All of the companies who implemented this quality management approach (based on the Absolutes) had significant and immediate improvement. We put many courses on videos, with supporting workbooks, and taught client personnel to facilitate the courses inside their company. All this is done in many languages, and it is always effective. One of the reasons is that the companies decide to do this on their own as I mentioned. This means that they expected to do the work themselves, not to have some system or consulting group do it for them. We actually did not physically visit most of our clients on site. The management came to our classes and we taught them to facilitate the specially prepared courses inside their company.

This last point brings me to my original problem with ISO 9000. It was put forth to executives as something that would solve their problems with quality and provide them the security of conforming products and services in the future. A whole system of "certification" endorsed this concept. This is the same way Mil Q 9858 was brought out in the 1950s. Everyone who does business with the U.S. Department of Defense is certified to it, or a lower level version. DOD hardly ever receives any products or services that conform to the purchase order. This costs them billions of dollars every year, but they keep on with this approach.

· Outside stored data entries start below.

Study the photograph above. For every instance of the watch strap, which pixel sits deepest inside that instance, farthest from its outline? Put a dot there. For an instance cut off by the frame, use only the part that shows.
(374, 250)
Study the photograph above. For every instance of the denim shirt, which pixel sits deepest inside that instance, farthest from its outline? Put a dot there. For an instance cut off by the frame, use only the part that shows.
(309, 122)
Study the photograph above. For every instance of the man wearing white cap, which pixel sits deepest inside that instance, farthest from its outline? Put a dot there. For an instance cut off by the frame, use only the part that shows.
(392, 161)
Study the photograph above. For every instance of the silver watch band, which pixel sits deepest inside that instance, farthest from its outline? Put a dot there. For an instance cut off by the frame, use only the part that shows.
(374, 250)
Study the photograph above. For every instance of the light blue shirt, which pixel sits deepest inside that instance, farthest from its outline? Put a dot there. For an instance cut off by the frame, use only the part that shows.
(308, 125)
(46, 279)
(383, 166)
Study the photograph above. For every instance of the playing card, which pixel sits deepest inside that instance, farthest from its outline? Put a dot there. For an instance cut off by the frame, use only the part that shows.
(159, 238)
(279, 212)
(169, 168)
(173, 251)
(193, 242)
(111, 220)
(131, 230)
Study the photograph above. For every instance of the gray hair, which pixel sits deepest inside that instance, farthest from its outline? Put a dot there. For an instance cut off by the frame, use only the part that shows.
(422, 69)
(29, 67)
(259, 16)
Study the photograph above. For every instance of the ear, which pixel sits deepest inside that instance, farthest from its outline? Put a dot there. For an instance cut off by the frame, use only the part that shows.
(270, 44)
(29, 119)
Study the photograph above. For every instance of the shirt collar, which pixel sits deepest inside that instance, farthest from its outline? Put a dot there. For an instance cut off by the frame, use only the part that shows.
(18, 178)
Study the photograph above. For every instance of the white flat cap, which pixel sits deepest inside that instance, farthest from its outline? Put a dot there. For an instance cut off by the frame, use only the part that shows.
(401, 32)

So my basic problem with ISO 9000 is the way it is used and what it promises. Many companies all over the globe are disappointed in what they have received from their investment in time and money. It is not really Quality Management; it is Quality Assurance and should be used as such. Quality Management is how we drive the car, QA is about the vehicle’s owner’s manual and other instructions for operations. Understanding or owning the manual does not guarantee good driving. All of those folks who drive poorly have the same driver’s license as those who drive well. "Certification" is not enough.

ISO 9001:2000 has the opportunity to become very useful as long as those who utilize it are properly prepared and then led through it. The world of business has a desperate need to become more reliable. Every where I go executives speak of how they desire this reputation for their company. This specification can be a big help, but it needs to be positioned properly and it needs to be wrapped in education. It has to be part of an overall approach to help organizations become reliable. ISO 9001:2000 cannot stand on its own.

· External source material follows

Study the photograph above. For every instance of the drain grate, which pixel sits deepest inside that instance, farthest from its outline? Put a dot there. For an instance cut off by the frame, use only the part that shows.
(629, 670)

A reliable organization is one where all the transactions are completed correctly each time, and relationships with employees, suppliers, and customers are successful. This is the goal that senior management appreciates and supports actively: Here is what has to happen to produce a reliable organization.

       

    1. Policy – the management must state that they want "all transactions completed correctly every time, and all relationships to be successful".
    2.  

    3. Education – everyone in the organization needs to be taught a common language of quality management, based on the "Absolutes".
    4.  

    5. Requirements – ISO 9001:2000 serves as a foundation for building clear and complete requirements and transactions.
    6.  

    7. Insistence – management, through personal example, insists that all this be done.

A marriage of Quality Management Education, based on the Absolutes, and the Quality Assurance requirements of ISO 9001:2000 would produce the opportunity for Reliable Organizations. They could compete properly in the world economy.

The result of this combination would be companies who actually improve their product and service conformance; have clear requirements that are routinely accomplished; and in real money measurements reduce their costs while significantly raising profit levels.

Having a wonderful gathering of information is not enough to cause permanent improvement or achievement. We also have to know what we are doing. Management looks to us as Quality Professionals to help them become reliable. Their future depends on this happening; our future depends on them being successful in that quest. There is competition all over the world. The company that succeeds is known by reputation and performance as being "useful and reliable". The reliable part of that requirement is ours to give. All we have to do is be serious about it.